Anyway, teenagers. Hoodies, mugs, chavs, hoodlums, lurkers. Right? Actually, yes you are. Nowadays at school the chav population has shot through the roof. Even a former nerd has converted to the new nation-wide most-popular religion of tracksuit-wearing, panty-showing idiots who stink of overused Lynx deodorant. So, in general, I'd agree with those words. In fact, even the average group tend to piss passers-by off, by pulling some stupid prank so they look funny in front of their friends - me included in that of course.

But what I don't get is why we get generalised. Is it because we're going through puberty and hormones have more control over us than ourselves, therefore watching us get angry is funnier? I can think of a lot of ways to generalize adults, not that I will of course. But come on. Pick on someone else. Like babies, they wouldn't understand if you called them "badly-raised, flea-headed gorillas", they'd just sit in their cots and act like they didn't give two flying craps wrapped in bacon.

So, please stop picking on the teens. PLEASE. :)

Friday, 3 April 2009

Close shave.

Too close, I nearly forgot. In fact, I'm meant to be in bed right now but the lure of the guitar was too strong to resist. So I'm here now, and here's today's post. A short one, for obvious reasons.

Anyway, I don't know how anyone can believe in a god, no offence to religious people out there. I'd hate to think that there's someone controlling my life and I'm not in charge myself - because I am. Okay, okay, so maybe I'm not very good at leading my life at times, but at least I am myself. Not a puppet controlled in a play directed by the man upstairs himself.
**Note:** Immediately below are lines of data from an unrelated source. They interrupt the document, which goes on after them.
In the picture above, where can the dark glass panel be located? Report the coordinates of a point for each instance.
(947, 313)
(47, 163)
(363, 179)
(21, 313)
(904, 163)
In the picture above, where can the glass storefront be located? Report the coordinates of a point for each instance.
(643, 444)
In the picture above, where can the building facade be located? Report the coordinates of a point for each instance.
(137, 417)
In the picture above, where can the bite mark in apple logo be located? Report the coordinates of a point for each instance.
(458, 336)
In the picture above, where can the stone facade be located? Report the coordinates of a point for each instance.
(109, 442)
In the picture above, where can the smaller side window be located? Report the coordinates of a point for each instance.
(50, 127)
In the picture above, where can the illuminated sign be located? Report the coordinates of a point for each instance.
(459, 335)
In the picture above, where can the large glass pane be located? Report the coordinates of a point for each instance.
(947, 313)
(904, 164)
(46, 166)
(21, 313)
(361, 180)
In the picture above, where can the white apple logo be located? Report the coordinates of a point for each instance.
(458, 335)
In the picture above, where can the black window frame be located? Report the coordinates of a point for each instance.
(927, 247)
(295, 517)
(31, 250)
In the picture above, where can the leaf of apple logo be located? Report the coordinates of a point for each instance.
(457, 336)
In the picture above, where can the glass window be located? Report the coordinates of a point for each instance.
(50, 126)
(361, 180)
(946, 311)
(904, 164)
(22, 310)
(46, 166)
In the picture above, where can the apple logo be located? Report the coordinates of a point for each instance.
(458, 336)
Of course, every now and then it does feel as if there's something supernatural that's larger than life. But that's not solid proof, and I won't believe god is controlling me until I see him (or her, politically) myself. Yeah, alright, maybe it sounds very narrow-minded to you, especially for a fourteen year old boy who should have a positive outlook on life. But the truth is I don't have a very open mind. I like things the way they are and I like to know that I'm in charge of my life and nobody else - especially not some old man who lives in the clouds and has a son whose name begins with a J. Ugh.

Alright, obviously I cannot ignore music because - well, I just can't. So to make up for the extreme lack of text over the past week or so, I'll give you this seriously awe-inspiring performance by Metallica of arguably their best song of all time. I swear, if there is a god he has to be called James Hetfield and own that beast of a guitar. Anyway, here it is, Moscow, Russia. Massive crowds too.



I don't know why really, but that classical part at the start with the female opera voice is one of the best parts, despite the fact I don't feel that close to classical. And it perfectly compliments the comparitively soft beginning of the song. Then cue drums and bass guitar, followed by overdrive guitar, then that absolutely AMAZING explosion.

You just have to love it.

Wednesday, 1 April 2009

The addict? I seriously don't think so buddy.

Alright, I feel a rant coming here.

Why the hell have I forgotten for so long to post on this blog? WHY!? It's going to the guitar and I'm still not dedicated. Honestly, I can't think of anything I'd like better than to have that guitar here in my arms, yet I'm just too bloody lazy to actually put some effort into this and MAKE IT WORK. AARGH.

Anyway, now that's gone, on the REAL rant. What the hell are horoscopes for? Okay, I'll grant you sometimes they're relatively accurate, in an obscure and flukish manner. I myself am a Scorpio (November 4th) and the following doesn't describe the week I'm having/had particularly well, if at all.


Alright, I didn't really read properly as I should have. But near the end, it says "finances: fair to good". What? That doesn't make any sense at all - I'm skint and broke, otherwise I'd have that beautiful Epiphone here with me instead of writing on th- phew, stopped myself. Anyway, I accept all donations above the number of £300 (GBP) and will gladly repay you once I'm a bad-ass rockstar or something big-paying like that. Certainly my horoscope doesn't think so. 

Anyway, I'm bored, tired and... um... bored. So see you.